However, it doesn’t fit requirements sometimes.

Recently, I had a task to protect distributed, high traffic Express.js application by some sophisticated rules. So I needed fast and reliable solution.

I’ll tell you about my experience with requirements, benchmarks and conclusions. Fasten your seatbelts! :)

tl;dr rate-limiter-flexible package helps

Requirements

  1. fast. we don’t want rate limiting takes 100–200ms on each request, right?
  2. reliable. Redis or any other in-memory store usually used as limits store for distributed applications, but any store may down sometimes. The solution must provide some insurance. We don’t want our service 30 seconds down time just because of some package.
  3. flexible. I don’t want a package, which makes decisions for me and sends some response headers. I’d like to change behaviour for each case and be sure nothing happens invisibly.
  4. block strategy. Even in-memory stores like Redis and Memcache have some limits of maximum operations per second. So if DDoS attack is really powerful and makes over 50k-100k requests per second, it’ll significantly slow down all requests. Or even worse — make it down completely.
  5. have to make the difference between brute force and real users.
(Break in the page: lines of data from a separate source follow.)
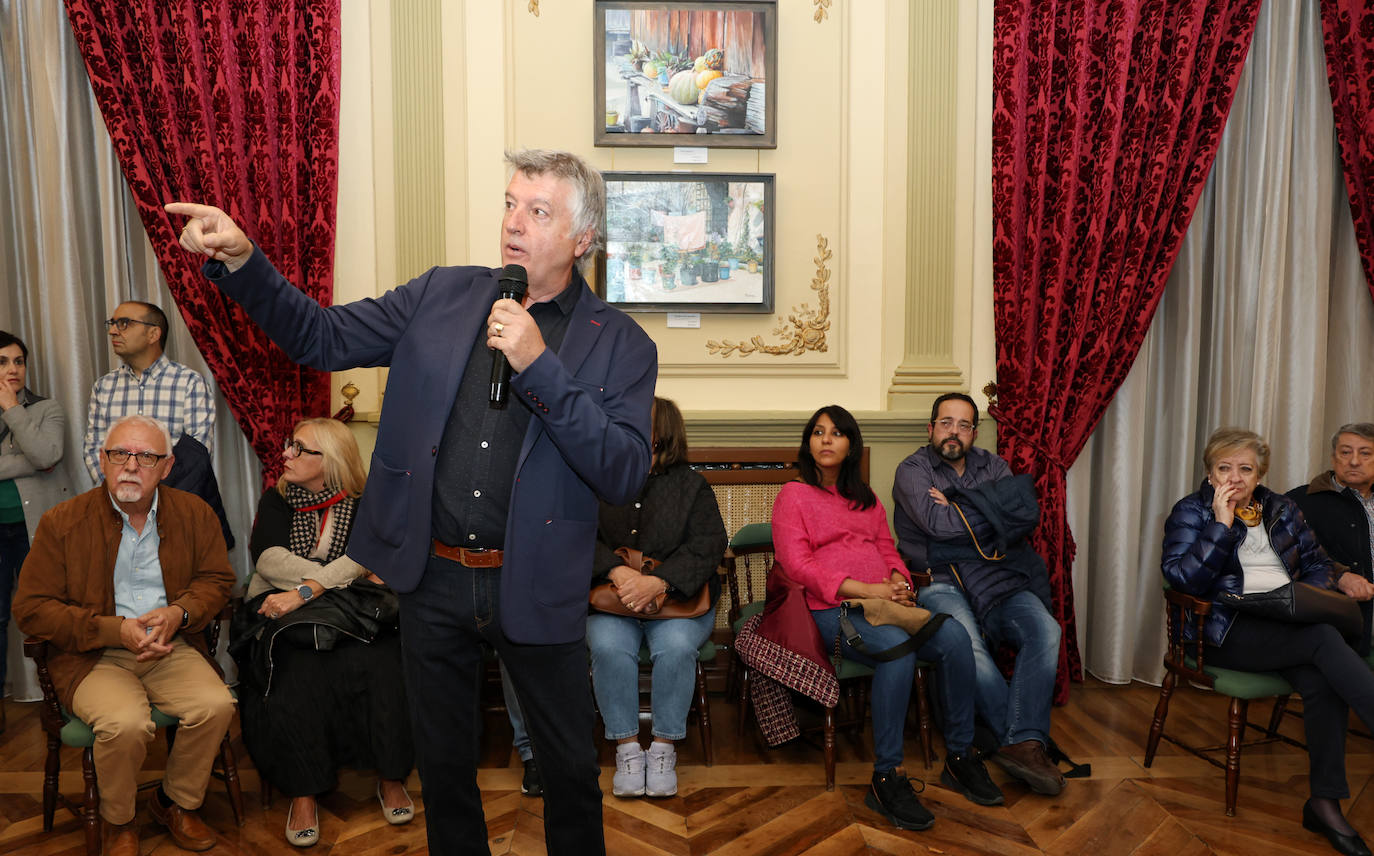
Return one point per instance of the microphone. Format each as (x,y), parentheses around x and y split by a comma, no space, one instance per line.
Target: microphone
(513,283)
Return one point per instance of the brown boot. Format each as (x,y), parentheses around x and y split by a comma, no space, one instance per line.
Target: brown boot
(120,838)
(1028,761)
(184,825)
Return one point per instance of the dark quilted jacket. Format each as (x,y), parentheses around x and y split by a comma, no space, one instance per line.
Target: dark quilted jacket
(1200,553)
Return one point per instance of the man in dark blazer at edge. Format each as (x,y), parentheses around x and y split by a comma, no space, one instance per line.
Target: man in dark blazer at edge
(473,513)
(1338,506)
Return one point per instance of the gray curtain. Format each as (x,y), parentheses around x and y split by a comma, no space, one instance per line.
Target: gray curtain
(72,248)
(1266,323)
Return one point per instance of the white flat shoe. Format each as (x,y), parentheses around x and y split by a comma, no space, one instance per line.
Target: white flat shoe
(307,837)
(396,816)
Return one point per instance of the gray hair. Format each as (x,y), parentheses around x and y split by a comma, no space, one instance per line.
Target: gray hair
(588,190)
(144,421)
(1359,429)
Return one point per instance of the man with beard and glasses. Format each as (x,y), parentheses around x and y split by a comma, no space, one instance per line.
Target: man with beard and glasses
(985,577)
(120,581)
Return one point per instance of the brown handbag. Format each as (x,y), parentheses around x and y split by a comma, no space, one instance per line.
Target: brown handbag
(605,598)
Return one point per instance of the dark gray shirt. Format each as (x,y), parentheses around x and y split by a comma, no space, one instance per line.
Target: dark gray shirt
(477,454)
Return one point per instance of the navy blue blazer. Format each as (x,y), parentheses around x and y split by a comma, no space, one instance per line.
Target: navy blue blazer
(588,436)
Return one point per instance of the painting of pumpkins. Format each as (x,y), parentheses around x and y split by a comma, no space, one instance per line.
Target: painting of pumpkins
(671,70)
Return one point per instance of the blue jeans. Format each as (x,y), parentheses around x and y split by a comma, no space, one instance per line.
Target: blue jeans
(1018,711)
(444,621)
(14,547)
(948,649)
(520,738)
(614,642)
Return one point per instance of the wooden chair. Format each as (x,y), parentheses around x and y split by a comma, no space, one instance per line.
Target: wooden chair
(757,539)
(1185,660)
(700,704)
(63,728)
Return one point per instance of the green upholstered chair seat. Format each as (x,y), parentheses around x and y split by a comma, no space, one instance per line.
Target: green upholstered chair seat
(746,612)
(752,536)
(76,733)
(704,654)
(1244,684)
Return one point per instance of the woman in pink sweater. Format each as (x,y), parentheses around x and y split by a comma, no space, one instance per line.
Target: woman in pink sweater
(830,533)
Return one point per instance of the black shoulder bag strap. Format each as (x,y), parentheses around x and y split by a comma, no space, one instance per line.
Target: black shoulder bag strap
(851,635)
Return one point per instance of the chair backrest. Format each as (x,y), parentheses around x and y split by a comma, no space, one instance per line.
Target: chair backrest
(1178,606)
(746,481)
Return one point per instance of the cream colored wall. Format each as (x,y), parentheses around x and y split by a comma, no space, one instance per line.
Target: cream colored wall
(866,155)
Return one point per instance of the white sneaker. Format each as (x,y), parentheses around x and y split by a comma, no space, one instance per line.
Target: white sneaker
(629,771)
(661,776)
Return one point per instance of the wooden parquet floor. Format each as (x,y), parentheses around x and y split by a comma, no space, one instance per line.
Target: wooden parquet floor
(772,803)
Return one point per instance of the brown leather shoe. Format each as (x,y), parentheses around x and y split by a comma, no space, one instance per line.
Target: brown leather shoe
(120,838)
(186,826)
(1028,761)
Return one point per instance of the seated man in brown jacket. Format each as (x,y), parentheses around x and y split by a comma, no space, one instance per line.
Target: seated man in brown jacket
(118,580)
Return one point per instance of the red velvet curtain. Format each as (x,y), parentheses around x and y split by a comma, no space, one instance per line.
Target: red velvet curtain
(1348,32)
(234,103)
(1106,118)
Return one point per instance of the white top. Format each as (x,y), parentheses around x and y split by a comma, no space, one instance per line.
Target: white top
(1263,570)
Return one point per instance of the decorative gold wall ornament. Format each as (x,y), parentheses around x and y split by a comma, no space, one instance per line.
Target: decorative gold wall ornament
(803,330)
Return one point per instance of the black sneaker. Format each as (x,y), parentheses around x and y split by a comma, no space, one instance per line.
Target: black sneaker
(529,785)
(966,774)
(893,797)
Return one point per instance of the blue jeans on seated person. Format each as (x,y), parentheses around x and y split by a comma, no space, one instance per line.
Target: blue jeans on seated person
(948,649)
(520,738)
(1018,711)
(614,642)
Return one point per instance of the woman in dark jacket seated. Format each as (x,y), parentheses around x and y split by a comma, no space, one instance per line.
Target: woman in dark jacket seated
(320,709)
(675,520)
(1234,535)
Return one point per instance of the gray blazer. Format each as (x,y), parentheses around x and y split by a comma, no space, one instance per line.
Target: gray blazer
(30,455)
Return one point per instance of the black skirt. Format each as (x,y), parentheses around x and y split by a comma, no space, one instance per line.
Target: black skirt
(329,709)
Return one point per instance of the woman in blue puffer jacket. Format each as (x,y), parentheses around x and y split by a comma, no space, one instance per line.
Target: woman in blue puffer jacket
(1234,535)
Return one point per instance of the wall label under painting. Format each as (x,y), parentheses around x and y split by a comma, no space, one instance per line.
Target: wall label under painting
(667,70)
(689,242)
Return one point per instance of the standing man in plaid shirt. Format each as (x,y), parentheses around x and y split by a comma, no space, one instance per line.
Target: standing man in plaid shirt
(146,384)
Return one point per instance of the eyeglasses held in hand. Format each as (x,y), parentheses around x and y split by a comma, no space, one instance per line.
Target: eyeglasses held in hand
(120,456)
(948,422)
(122,323)
(296,449)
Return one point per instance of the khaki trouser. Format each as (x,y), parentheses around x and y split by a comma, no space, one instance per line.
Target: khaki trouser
(114,701)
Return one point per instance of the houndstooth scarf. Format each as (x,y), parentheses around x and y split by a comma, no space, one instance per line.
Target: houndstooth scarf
(308,521)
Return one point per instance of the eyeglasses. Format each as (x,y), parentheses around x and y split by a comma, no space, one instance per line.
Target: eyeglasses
(120,456)
(122,323)
(294,449)
(948,422)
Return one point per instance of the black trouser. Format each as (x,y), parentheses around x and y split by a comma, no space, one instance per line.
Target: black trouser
(1329,675)
(443,624)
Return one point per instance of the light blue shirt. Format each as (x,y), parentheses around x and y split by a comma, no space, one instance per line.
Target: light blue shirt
(138,570)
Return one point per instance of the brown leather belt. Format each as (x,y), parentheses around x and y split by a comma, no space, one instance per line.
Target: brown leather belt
(469,558)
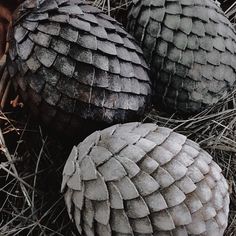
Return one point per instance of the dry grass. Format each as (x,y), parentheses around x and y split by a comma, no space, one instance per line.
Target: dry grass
(31,162)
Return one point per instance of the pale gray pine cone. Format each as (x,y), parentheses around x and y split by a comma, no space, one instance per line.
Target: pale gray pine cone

Sometimes real clients and third-party applications may look like brute force. Our application must make the difference between real users which send wrong requests by some reason and malicious brute force requests
  6. cut off load picks Third-party applications usually configure some activity on certain time during a day. It may result to instant growing of traffic, for example, from 100 to 20k requests per second. The solution has to additionally provide some delaying approach. It’s better to delay a portion of requests for 1–2 seconds, if a database or some part of an application can’t handle them all at once. Queuing is better solution though, but I didn’t want to bring another software to the application
  7. modern Native promises and async/await syntax
  8. different rules for different endpoints

Solution

I’ve searched open-source solution on Github. There are many good libraries, but they don’t fit all my requirements.

I came up to developing the new package rate-limiter-flexible

I started from Redis support as it was the requirement. Also, there are in-memory, cluster with IPC and MongoDb implemented limiters now.

RateLimiterRedis

It supports both redis and ioredis the most famous Redis node.js clients.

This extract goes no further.